10. Car tous ceux qui sont nés ou qui naîtront dans la suite viennent de la terre ; cependant ils courent presque tous à leur perte, et le plus grand nombre d’entre eux est destiné à périr[8].

11. Celle donc qui perd un si grand nombre d’enfants, n’est-elle pas plus en droit de se livrer à la douleur, que vous, qui n’en avez perdu qu’un seul ? Mais, me direz-vous :

12. Le sujet qui m’afflige est bien différent ; car j'ai perdu le fruit de mes entrailles, ce fruit que j’ai porté dans la peine, que j’ai enfanté dans la douleur.

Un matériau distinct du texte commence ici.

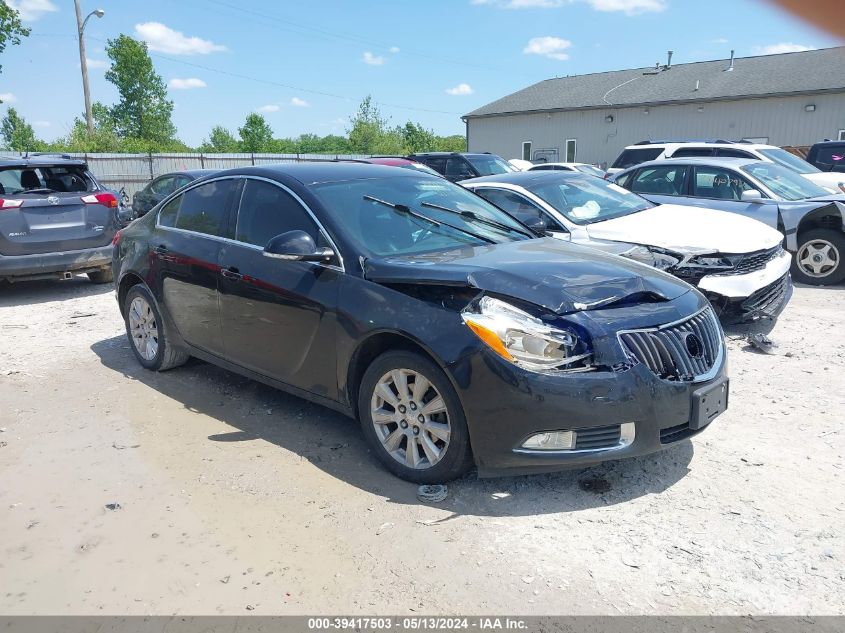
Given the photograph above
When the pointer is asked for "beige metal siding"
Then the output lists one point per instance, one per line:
(782, 119)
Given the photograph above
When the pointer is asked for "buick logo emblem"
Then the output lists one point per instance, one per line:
(694, 345)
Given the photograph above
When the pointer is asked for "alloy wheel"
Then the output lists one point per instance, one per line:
(143, 328)
(411, 418)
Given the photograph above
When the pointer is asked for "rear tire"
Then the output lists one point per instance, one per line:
(146, 332)
(819, 258)
(102, 276)
(406, 403)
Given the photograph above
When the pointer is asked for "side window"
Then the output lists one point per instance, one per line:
(457, 167)
(663, 180)
(727, 152)
(519, 207)
(205, 209)
(723, 184)
(686, 152)
(267, 211)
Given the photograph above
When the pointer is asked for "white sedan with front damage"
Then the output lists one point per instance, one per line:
(737, 262)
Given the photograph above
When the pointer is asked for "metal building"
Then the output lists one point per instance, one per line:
(786, 100)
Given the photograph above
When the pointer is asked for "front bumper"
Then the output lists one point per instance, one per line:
(54, 265)
(504, 405)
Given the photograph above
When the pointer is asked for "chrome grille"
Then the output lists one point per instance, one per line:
(685, 351)
(754, 261)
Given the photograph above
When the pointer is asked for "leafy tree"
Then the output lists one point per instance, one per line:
(143, 111)
(221, 141)
(17, 134)
(11, 29)
(256, 134)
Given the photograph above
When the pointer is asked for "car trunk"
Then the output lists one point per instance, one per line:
(54, 222)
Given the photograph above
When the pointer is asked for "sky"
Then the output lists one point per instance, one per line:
(306, 65)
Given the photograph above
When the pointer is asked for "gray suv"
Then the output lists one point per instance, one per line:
(810, 217)
(55, 220)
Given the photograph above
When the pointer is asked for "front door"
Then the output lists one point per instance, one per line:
(185, 256)
(278, 316)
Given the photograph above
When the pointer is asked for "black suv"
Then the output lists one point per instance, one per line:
(828, 156)
(55, 220)
(459, 166)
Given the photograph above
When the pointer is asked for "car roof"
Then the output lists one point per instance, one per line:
(525, 178)
(309, 173)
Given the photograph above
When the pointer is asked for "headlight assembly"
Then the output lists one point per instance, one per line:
(523, 339)
(657, 258)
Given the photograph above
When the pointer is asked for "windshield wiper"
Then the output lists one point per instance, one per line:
(406, 210)
(477, 218)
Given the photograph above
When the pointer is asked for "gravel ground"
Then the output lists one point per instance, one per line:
(235, 498)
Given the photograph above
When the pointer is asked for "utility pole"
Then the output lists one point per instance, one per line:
(83, 61)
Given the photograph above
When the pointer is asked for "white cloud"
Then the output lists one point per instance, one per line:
(163, 39)
(782, 47)
(186, 84)
(31, 10)
(372, 60)
(548, 46)
(460, 90)
(628, 7)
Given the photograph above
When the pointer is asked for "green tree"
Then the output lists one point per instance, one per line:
(143, 112)
(221, 141)
(17, 134)
(11, 29)
(256, 134)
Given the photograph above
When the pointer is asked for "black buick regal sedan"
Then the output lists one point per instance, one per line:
(451, 331)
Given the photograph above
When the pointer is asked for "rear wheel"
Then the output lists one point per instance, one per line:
(102, 276)
(146, 331)
(413, 419)
(818, 260)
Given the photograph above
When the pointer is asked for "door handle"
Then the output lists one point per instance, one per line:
(231, 273)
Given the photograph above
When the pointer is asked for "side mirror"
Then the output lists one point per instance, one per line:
(297, 246)
(751, 195)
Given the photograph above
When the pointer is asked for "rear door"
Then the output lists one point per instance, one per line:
(53, 208)
(185, 258)
(278, 316)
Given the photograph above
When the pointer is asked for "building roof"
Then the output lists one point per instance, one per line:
(786, 73)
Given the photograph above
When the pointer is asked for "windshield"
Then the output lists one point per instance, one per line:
(584, 199)
(363, 209)
(589, 169)
(489, 165)
(783, 182)
(782, 157)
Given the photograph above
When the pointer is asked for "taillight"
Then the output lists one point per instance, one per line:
(10, 204)
(105, 199)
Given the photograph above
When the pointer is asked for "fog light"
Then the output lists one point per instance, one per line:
(550, 441)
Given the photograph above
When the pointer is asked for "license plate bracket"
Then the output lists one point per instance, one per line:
(708, 403)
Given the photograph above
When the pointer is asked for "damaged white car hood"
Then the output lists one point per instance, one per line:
(688, 230)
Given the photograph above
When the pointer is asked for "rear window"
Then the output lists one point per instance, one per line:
(45, 179)
(631, 157)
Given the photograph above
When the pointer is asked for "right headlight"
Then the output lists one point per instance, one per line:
(523, 339)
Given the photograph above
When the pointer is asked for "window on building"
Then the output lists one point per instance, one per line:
(571, 147)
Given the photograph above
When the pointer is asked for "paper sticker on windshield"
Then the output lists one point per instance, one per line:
(617, 188)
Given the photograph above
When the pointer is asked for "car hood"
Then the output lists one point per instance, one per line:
(688, 230)
(547, 272)
(826, 179)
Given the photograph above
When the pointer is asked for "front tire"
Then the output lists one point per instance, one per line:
(818, 260)
(413, 419)
(146, 332)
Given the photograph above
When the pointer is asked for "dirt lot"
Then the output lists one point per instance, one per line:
(235, 497)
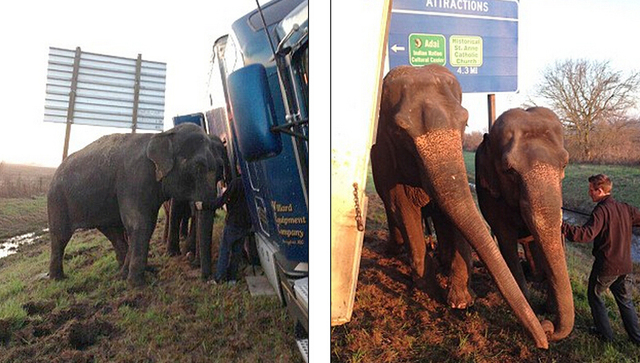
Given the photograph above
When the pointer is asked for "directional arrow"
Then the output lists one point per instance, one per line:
(396, 48)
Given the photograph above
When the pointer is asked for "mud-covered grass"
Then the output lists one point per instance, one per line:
(22, 215)
(393, 322)
(93, 316)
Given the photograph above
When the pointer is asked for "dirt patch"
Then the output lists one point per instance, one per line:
(394, 321)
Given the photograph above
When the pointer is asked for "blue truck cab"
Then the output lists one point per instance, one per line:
(258, 105)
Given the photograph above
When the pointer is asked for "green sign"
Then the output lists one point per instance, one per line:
(427, 49)
(465, 51)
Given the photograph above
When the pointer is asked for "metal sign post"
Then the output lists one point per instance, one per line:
(100, 90)
(72, 101)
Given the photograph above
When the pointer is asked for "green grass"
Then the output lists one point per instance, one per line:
(22, 215)
(175, 317)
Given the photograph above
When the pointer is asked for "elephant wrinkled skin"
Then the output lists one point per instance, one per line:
(519, 171)
(417, 159)
(117, 185)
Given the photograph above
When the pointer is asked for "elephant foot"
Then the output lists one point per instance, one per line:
(459, 298)
(393, 249)
(173, 252)
(548, 328)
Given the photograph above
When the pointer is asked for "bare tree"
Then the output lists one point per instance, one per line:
(586, 94)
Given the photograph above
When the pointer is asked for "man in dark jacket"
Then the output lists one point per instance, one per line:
(237, 227)
(610, 228)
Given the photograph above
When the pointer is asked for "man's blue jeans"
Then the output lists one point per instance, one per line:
(621, 288)
(230, 252)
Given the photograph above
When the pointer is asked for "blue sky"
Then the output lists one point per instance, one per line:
(181, 34)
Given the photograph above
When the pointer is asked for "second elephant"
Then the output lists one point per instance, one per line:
(519, 171)
(417, 159)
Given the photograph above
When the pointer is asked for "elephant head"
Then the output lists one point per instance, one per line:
(189, 167)
(420, 128)
(519, 171)
(187, 162)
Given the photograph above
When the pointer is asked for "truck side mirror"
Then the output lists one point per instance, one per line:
(253, 113)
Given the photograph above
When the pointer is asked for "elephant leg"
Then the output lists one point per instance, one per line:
(508, 243)
(191, 246)
(409, 224)
(384, 180)
(166, 206)
(118, 239)
(534, 257)
(455, 256)
(139, 228)
(204, 235)
(175, 218)
(395, 241)
(59, 239)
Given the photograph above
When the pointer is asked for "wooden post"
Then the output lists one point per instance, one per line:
(136, 94)
(491, 107)
(72, 102)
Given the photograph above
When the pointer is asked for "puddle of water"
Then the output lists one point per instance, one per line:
(10, 246)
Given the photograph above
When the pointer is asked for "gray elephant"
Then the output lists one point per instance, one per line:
(117, 185)
(416, 160)
(519, 171)
(183, 218)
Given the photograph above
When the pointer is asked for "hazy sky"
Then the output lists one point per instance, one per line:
(181, 34)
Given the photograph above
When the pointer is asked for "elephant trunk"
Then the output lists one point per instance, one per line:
(541, 208)
(445, 178)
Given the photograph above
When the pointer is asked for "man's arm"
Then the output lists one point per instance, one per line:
(588, 231)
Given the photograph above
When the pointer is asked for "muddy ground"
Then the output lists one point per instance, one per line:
(394, 322)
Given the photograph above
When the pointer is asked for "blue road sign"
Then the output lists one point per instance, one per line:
(475, 39)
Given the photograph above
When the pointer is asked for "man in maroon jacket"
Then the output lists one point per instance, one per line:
(609, 226)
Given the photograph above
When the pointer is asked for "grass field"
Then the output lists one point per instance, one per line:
(93, 316)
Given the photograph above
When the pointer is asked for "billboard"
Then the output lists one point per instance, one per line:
(100, 90)
(476, 39)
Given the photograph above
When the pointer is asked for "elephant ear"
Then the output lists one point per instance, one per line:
(486, 176)
(160, 151)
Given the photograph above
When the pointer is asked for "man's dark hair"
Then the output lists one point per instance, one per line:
(601, 181)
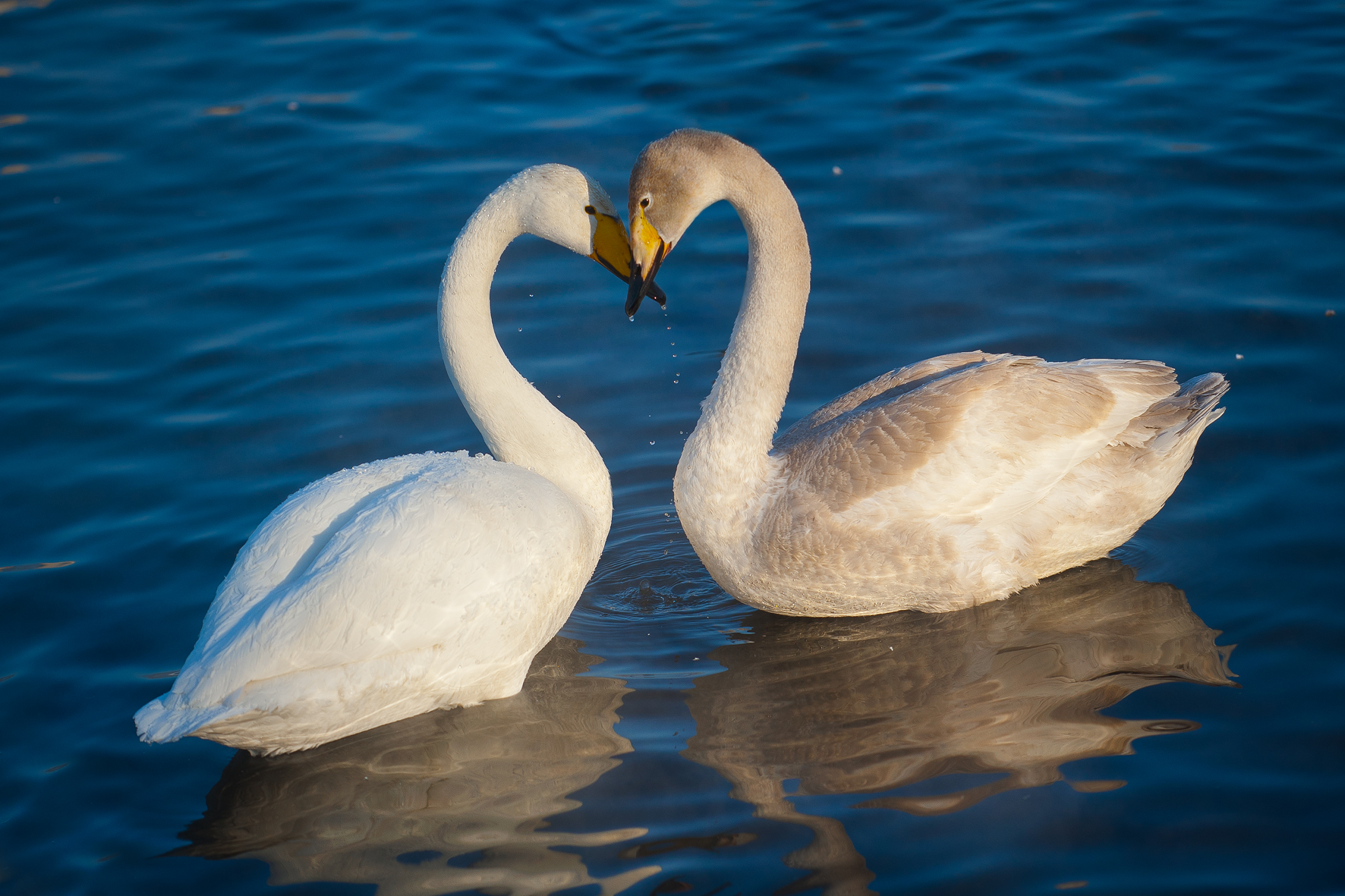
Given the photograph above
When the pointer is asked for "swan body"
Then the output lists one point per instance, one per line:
(427, 580)
(944, 485)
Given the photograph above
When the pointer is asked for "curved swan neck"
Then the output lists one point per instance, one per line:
(731, 443)
(519, 426)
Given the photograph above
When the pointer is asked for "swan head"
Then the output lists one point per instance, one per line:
(571, 209)
(672, 182)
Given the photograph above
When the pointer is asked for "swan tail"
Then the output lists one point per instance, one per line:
(1180, 417)
(165, 718)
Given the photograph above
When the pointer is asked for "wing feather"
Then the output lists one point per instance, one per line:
(966, 436)
(425, 537)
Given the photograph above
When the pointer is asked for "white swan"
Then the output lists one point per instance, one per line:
(427, 580)
(949, 483)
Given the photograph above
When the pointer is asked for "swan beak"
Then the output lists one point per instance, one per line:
(648, 250)
(613, 250)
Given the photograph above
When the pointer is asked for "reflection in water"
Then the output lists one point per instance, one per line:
(873, 704)
(436, 803)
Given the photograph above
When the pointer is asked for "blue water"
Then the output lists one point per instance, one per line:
(222, 231)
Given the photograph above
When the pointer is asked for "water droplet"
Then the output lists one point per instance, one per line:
(1176, 724)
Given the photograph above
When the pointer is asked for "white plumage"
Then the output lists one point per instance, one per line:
(420, 581)
(947, 483)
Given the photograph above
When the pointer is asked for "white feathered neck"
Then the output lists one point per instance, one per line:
(725, 468)
(519, 424)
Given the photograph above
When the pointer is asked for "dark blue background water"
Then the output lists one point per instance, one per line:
(222, 231)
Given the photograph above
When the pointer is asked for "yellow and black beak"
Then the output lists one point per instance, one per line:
(648, 252)
(613, 250)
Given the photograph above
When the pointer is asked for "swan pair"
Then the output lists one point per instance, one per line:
(432, 580)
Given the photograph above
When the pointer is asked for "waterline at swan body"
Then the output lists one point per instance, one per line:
(949, 483)
(423, 581)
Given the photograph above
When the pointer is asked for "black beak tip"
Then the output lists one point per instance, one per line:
(635, 291)
(657, 294)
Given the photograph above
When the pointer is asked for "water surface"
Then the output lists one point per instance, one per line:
(224, 228)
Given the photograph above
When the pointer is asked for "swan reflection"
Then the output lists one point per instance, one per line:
(862, 706)
(437, 803)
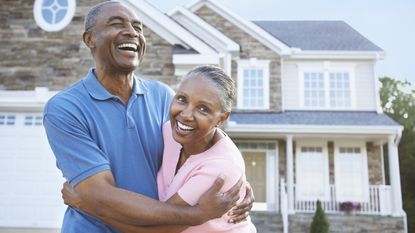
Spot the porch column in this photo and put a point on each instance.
(290, 173)
(395, 179)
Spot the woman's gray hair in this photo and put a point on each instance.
(222, 81)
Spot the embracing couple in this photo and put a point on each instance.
(137, 157)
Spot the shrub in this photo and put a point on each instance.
(320, 224)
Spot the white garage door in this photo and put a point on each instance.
(30, 183)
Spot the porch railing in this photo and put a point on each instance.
(379, 202)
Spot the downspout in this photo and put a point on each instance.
(376, 86)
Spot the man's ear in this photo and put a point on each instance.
(88, 39)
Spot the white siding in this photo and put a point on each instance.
(365, 90)
(365, 98)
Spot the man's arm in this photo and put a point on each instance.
(106, 201)
(75, 199)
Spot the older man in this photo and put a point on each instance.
(105, 132)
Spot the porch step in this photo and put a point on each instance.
(267, 222)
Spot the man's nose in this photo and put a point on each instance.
(130, 30)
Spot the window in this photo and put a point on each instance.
(314, 89)
(253, 84)
(327, 89)
(351, 173)
(53, 15)
(312, 174)
(7, 119)
(340, 90)
(33, 120)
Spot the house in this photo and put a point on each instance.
(307, 118)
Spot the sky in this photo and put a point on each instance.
(390, 24)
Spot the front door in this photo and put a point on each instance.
(255, 169)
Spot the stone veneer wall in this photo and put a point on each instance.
(250, 48)
(32, 57)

13. Mais pour la terre, la multitude qu'elle contient à présent, rentrera un jour dans son sein de la même manière quelle en a été tirée[9]. Voici ce que je vais vous répondre[10] ;
  1. Litt. : Sont péris.
  2. Litt. De cendres. Tout ceci est une parabole que l’auteur dans la suite applique à la Synagogue. Voy. le chap. x ci-après, verset 44 et suiv.
  3. Ce fils est le peuple Juif. Voy le vers . 45 du chap. suiv. L’auteur rapporte que cette intervalle de trente années est le temps pendant lequel les Juifs demeurèrent à Jérusalem, sans temple, jusqu’à celui que leur båtit Salomon . Voy. les notes sur ce lieu .
  4. La dédicace du temple de Salomon, et sous cette image la gloire du peuple Juif. Voy. vers, 46 et 47 du chap. suiv.
  5. C’est la captivité du peuple Juif en Babylone et la ruine de la ville de Jérusalem et de son temple. Voy. le vers. 48 du chap. suiv.
  6. L’auteur parle ici au nom de tout le genre humain par comparaison au peuple juif qui n'était pour ainsi dire qu'un seul homme.
  7. De tant d’hommes. Voy. le verset suivant.
  8. Autr. Abandonné à leur perte.
  9. Autr. : Comme l’expérience le justifie.
  10. Ces paroles sont d‘Esdras, qui répond à la Synagogue.